Peinture de Jean-Louis Fauthoux

 

Cet homme qui doute sans cesse de ses œuvres – il les signe le plus tard possible – ne s’imagine pas à quel point cette peinture est une ouverture mystérieuse du temps sur l’espace.

Mystère de la matière, tout d’abord, qui change l’épaisseur du temps, chaotique au début, transparente au final, dont il ne reste que la mémoire des traces que l’histoire a laissées.
Mystère de l’espace ensuite, qui déploie le temps à l’infini.
Mystère de la vie enfin, où le geste premier puise dans des temps incertains la force inouïe de transformer les obstacles en clarté. On ne sait pas, en effet, vers quels horizons nous conduira l’obscurité, au-delà des limites naturelles qui contiennent l’homme dans ses enclos sécurisants.

« Il a fallu larguer les amarres du confortable état premier où l’on était, sur lequel on s’appuyait, et perdre ses excellentes localisations, qui tenaient l’infini hors des remparts. » (Henri Michaux, L’infini turbulent)
C’est sans doute en cela que cette peinture de Jean-Louis Fauthoux est pertinente.

Le temps transformé en espace est donc un défi où les imprévus du geste, parfois hésitant, parfois assuré, viennent rompre avec les habitudes convenues. Il faut en effet prendre en considération les ruptures, les accidents même, qui remettent en perspective un parcours inattendu. Au cœur de ce cheminement, des sursauts, des pulsions, des questionnements viennent rompre momentanément avec l’évidence du parcours tout tracé dans les strates de la vie.

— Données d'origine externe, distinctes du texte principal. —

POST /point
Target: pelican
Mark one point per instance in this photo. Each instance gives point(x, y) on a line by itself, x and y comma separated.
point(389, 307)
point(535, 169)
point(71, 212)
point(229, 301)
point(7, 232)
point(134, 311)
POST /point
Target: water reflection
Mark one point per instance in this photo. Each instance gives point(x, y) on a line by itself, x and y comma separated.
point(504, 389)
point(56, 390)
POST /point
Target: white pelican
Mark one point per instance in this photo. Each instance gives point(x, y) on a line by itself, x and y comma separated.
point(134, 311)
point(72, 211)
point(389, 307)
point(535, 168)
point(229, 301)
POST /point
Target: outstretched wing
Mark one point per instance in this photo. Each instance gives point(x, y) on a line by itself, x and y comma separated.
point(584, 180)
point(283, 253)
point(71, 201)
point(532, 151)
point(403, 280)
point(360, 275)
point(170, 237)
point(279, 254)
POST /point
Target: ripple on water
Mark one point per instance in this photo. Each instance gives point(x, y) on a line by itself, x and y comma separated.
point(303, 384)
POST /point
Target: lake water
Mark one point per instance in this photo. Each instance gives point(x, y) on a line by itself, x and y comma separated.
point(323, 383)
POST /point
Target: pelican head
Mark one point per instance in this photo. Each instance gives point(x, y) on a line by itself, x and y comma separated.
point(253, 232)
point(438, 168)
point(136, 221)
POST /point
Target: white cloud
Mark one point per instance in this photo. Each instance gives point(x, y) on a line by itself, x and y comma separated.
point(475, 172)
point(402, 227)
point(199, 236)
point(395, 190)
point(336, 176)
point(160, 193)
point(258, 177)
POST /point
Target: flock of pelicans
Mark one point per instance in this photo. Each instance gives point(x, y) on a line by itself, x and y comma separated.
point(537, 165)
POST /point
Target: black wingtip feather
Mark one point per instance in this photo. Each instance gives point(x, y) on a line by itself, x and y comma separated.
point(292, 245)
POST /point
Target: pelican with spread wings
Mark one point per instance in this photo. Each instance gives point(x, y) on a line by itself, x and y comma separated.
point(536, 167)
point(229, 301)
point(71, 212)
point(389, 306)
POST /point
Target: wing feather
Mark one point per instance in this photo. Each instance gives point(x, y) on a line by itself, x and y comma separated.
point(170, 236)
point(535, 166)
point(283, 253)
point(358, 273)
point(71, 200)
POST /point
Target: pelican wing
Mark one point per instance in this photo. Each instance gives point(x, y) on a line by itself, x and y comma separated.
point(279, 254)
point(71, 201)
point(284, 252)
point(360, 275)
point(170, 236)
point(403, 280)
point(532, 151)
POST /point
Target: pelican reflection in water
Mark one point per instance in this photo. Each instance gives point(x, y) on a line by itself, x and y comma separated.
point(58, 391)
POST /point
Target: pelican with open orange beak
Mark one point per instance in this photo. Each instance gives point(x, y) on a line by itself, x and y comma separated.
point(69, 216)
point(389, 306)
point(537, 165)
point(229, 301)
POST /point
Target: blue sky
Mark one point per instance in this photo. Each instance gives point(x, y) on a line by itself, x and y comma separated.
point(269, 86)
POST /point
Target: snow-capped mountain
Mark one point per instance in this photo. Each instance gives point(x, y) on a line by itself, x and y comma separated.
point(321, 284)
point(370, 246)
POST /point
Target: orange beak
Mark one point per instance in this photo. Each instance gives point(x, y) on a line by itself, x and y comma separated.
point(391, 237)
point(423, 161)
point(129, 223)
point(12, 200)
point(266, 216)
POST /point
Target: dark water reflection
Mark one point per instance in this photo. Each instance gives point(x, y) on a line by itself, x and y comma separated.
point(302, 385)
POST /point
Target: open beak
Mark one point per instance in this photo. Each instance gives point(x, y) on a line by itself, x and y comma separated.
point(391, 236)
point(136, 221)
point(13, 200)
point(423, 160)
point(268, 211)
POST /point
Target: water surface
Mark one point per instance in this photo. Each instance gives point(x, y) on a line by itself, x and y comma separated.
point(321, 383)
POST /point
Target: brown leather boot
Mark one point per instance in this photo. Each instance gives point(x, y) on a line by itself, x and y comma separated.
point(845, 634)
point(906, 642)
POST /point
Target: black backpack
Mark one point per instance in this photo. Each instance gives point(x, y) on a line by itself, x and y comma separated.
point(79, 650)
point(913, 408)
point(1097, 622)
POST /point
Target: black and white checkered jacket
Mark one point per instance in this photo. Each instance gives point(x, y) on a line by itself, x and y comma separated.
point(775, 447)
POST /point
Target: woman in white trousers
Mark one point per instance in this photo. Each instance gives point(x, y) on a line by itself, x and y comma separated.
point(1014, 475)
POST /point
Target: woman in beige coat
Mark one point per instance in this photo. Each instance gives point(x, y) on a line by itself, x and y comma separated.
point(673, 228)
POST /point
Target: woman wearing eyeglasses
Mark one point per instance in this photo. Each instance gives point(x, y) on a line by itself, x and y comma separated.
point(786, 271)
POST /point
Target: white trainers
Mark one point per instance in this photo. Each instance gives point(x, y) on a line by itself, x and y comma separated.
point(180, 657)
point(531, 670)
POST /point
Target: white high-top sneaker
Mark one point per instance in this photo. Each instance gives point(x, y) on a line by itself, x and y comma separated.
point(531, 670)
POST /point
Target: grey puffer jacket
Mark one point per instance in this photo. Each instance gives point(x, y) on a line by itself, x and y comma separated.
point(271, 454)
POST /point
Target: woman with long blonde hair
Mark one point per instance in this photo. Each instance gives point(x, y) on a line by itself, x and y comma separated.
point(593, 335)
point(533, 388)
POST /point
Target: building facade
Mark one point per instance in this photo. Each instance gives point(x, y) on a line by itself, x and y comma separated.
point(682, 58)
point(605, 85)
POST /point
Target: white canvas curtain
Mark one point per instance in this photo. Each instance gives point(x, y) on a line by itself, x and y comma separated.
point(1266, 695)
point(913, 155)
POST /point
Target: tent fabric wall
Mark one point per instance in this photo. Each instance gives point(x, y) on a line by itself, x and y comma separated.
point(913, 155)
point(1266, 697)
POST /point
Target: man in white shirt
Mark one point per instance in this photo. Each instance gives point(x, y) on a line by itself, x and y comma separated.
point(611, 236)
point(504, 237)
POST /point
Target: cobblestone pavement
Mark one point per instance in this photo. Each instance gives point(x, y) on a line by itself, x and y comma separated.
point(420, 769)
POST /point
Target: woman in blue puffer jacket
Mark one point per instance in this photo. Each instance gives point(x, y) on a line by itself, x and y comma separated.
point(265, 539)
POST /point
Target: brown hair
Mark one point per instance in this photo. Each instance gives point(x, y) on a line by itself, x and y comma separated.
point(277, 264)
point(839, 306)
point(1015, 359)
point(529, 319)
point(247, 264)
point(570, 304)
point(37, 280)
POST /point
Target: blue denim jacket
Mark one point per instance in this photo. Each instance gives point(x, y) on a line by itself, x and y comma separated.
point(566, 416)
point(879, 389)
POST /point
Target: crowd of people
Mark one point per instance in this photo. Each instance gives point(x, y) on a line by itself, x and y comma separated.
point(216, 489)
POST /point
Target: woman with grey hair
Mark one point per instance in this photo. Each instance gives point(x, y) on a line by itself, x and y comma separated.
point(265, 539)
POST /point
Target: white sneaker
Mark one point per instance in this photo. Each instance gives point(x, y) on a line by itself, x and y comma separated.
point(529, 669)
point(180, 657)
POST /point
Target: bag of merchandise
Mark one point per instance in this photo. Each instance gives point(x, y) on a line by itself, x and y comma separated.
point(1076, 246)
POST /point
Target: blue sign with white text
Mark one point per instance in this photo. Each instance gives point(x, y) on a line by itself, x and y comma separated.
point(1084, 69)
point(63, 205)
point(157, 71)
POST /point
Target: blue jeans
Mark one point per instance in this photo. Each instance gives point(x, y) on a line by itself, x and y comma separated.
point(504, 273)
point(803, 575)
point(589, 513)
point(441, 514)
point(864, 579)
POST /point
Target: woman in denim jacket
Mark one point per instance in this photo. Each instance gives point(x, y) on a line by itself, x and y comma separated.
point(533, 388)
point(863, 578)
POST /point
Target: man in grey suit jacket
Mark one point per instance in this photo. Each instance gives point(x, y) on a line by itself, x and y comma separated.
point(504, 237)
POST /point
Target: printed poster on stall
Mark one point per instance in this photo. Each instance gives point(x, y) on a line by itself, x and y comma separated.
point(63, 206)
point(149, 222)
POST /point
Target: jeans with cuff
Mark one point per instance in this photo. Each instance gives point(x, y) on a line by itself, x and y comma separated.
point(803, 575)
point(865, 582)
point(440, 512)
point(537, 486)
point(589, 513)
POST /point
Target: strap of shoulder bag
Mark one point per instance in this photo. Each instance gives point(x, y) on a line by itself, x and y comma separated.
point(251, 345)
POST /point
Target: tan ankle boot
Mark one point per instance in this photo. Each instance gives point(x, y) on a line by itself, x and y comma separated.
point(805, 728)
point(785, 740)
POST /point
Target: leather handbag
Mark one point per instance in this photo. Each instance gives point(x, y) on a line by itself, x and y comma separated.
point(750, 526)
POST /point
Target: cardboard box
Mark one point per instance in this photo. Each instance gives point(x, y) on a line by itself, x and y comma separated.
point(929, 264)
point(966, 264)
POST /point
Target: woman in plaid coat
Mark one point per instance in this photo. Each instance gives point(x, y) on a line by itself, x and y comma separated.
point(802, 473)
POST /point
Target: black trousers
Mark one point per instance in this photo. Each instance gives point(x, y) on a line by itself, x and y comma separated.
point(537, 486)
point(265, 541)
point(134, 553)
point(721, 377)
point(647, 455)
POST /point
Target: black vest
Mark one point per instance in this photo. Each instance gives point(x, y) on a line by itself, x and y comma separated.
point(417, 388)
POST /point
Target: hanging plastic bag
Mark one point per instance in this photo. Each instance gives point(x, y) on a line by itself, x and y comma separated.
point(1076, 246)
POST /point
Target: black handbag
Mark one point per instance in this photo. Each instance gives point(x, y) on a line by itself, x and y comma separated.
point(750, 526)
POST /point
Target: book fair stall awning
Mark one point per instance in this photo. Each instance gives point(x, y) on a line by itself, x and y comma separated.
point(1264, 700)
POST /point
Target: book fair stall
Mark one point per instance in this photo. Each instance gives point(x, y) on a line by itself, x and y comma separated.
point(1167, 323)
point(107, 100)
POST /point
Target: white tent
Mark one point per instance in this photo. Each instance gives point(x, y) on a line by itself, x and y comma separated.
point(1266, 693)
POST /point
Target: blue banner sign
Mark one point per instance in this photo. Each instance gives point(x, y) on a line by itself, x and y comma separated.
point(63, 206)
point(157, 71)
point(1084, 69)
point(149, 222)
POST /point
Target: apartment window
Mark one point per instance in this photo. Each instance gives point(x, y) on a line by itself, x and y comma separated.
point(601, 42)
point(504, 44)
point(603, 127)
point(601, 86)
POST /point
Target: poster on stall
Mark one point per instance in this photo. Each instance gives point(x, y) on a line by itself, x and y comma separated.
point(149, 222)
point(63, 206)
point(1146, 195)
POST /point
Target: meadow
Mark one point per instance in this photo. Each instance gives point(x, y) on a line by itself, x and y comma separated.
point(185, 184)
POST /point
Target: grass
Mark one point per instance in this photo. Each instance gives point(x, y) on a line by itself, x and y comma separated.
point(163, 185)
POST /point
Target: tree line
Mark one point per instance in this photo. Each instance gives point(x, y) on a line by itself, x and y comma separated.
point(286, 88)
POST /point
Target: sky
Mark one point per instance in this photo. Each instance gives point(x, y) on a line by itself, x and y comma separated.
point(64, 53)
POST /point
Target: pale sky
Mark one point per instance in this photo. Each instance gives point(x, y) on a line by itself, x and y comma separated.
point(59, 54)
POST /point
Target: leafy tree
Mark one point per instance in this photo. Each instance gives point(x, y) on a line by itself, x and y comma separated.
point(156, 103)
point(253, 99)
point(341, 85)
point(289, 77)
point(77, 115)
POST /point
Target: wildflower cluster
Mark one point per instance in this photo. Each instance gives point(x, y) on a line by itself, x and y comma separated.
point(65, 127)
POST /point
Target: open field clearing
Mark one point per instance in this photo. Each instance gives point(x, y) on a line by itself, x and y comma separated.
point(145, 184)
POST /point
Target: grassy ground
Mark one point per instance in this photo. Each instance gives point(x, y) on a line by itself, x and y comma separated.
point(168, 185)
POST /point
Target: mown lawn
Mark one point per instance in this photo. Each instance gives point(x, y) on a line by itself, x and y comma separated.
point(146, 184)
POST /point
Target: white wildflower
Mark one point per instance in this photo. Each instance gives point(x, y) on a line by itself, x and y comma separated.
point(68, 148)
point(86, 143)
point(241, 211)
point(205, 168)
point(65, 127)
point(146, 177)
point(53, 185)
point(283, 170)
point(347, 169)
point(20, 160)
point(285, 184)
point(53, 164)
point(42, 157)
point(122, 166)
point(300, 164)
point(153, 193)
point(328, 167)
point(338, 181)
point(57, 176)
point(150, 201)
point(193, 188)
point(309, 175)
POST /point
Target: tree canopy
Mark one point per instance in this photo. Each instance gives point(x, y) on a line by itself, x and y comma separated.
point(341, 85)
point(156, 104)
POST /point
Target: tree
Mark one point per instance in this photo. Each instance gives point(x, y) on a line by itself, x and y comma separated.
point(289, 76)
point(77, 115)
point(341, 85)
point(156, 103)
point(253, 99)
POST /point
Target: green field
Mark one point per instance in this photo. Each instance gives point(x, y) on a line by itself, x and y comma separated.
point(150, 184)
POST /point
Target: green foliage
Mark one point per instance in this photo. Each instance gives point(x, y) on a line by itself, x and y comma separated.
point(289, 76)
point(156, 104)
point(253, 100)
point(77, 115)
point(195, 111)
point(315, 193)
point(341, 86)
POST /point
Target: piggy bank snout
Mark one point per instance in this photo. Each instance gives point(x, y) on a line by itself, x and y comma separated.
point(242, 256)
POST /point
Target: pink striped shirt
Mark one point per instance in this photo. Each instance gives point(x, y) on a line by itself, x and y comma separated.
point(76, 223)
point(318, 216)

Ces strates superposées sont reliées entre elles dans l’horizontalité et la verticalité. On y lit en effet le mouvement horizontal qui laisse transparaître les traces verticales du pinceau (ou l’inverse), à la façon du palimpseste, pour ne jamais laisser disparaître la mémoire de l’histoire, la réminiscence des gestes qui pourraient être perdus à tout jamais.

Plus encore, ce mouvement ouvert est tenu jusqu’au bout par un socle qui relie les événements entre eux. En musique, on appellerait cela une basse continue qui soutient et conforte la mélodie et l’empêche de s’effondrer. Non pas des notes de musique, mais des harmoniques, ultimes résonances du son qui continue de vibrer dans l’espace après que la note a été jouée par l’instrument ou la voix ; ultime résonance de la couleur dont seuls le geste et le pinceau du peintre gardent le mystère.

Et en danse, on appellerait cela les appuis des pieds au sol qui soutiennent le poids et qui, paradoxalement, projettent le corps dans sa hauteur (la verticalité) et libèrent l’amplitude du mouvement (l’horizontalité) qui nous mène au-delà de l’horizon.

Dans cet espace ouvert sur l’inconnu « il s’agit de rendre perméables mes propres limites à celles des autres »,  intuition magnifique du danseur japonais Saburo Teshigawara qui, jadis, a expérimenté dans son corps solitaire ce que le peintre a inscrit aujourd’hui sur la toile. Une méditation sur l’horizon.